Vigilance Committees  Soon after the organization of the celebrated Vigilance Committee in San Francisco in 1851, similar institutions for mutual protection were formed at various places in the gold region.  The occasion for the organization was the continuance of crime and the increase in numbers of the desparados who made for the miners both life and property insecure.  The effect of the prompt if somewhat summary administration of justice proved satisfactory as was demonstrated at Marysville, Barton's Bar, Rough and Ready and other towns on the Yuba.

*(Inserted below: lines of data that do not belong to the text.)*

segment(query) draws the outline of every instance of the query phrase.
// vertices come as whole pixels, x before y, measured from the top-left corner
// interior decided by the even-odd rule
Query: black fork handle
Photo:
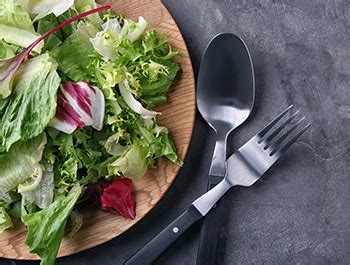
[[[208,190],[222,180],[221,177],[210,177]],[[205,216],[199,239],[197,265],[216,265],[220,242],[220,230],[224,216],[223,199]]]

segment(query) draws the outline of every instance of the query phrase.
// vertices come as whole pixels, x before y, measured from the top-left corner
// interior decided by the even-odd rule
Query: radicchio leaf
[[[87,82],[67,82],[57,95],[57,112],[50,125],[67,134],[77,128],[103,127],[105,99],[102,91]]]
[[[78,203],[80,206],[99,206],[101,210],[119,213],[134,220],[136,204],[132,198],[132,180],[117,178],[111,181],[100,180],[88,185],[84,196]]]
[[[131,196],[132,181],[128,178],[115,179],[104,189],[101,196],[102,210],[118,212],[121,216],[134,220],[135,202]]]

New Law And Order  The lawless methods of enforcing law engendered in time a strong reaction, and as the country became better settled and grew in moral strength the judicial system was improved and to it was relinquished the duty of preserving order.  But the mining camp fostered freedom, and aided the beginning of law, for each was a little republic by itself.  When men settled as permanent miners or as citizens of other trades they abandoned their old form of organization, for township, county, and state forms; "for they were not only miners, but also citizens of the Republic, and they looked forward to State life and national relationship."

Organization of Counties

        The region watered by the Yuba and its tributaries as we have previously noted occupies parts of the three counties Yuba, Nevada, and Sierra.

        Owing to the fact that the population was ever shifting, the first Legislature experienced some difficulty in making a proper assignment of county territory.  Sections then occupied were liable in a few months to become populated with thousands of eager miners or perhaps they might never have sufficient inhabitants to demand a county organization.  The courses of the rivers and the character of the mountains were almost unknown, and thus many queer boundaries were given to counties or most ungainly shapes.

Yuba County - - By an act of the first Legislature February 18, 1850 the State of California was segregated into twenty-seven counties.  Yuba which was created at that time embraced the territory now included in the counties of Nevada and Sierra and a portion of Placer.  The seat of justice was located at Marysville.

        The population of the region rapidly increased during the summer and fall of 1850.  Pushing further into the mountains, miners occupied the ravines and deep canyons of the Sierra.  Thus it was that a few months after the creation of Yuba County this remote region became the scene of life and activity.  But the miners derived no benefit from belonging to Yuba County, with Marysville the county seat situated miles away over impassable trails.  The towns of Grass Valley, Nevada City, Downieville, and others in the canyon and on the bars of remote tributary streams were all in Yuba County.  These isolated camps and towns complained that they had nothing to do with county matters, seldom seeing any other officer than the Tax Collector.

Nevada County - - The necessity for the reorganization of the counties as made by the Legislature of 1849-50 was apparent, and on April 25, 1851, an act was passed dividing the State into counties, and repealing the act of the previous year.  By this act the new county of Nevada, among others, was created.  The county derived its name from Nevada City, at which point the seat of justice was located.

        A strip of land on the north was added to Nevada County the following year, and in 1856 a further addition was made which included the bend of the Middle Yuba River.

Sierra County - - A bill for the segregation of Sierra County from Yuba was introduced in the Legislature in the winter of 1851, and by an act approved April 16, 1852 the new county was formed.  Since that time the boundaries of Sierra County have been shifted or re-defined a number of times.  None of these changes, however, affected any great portion of territory.  From the beginning the seat of justice has been located at Downieville.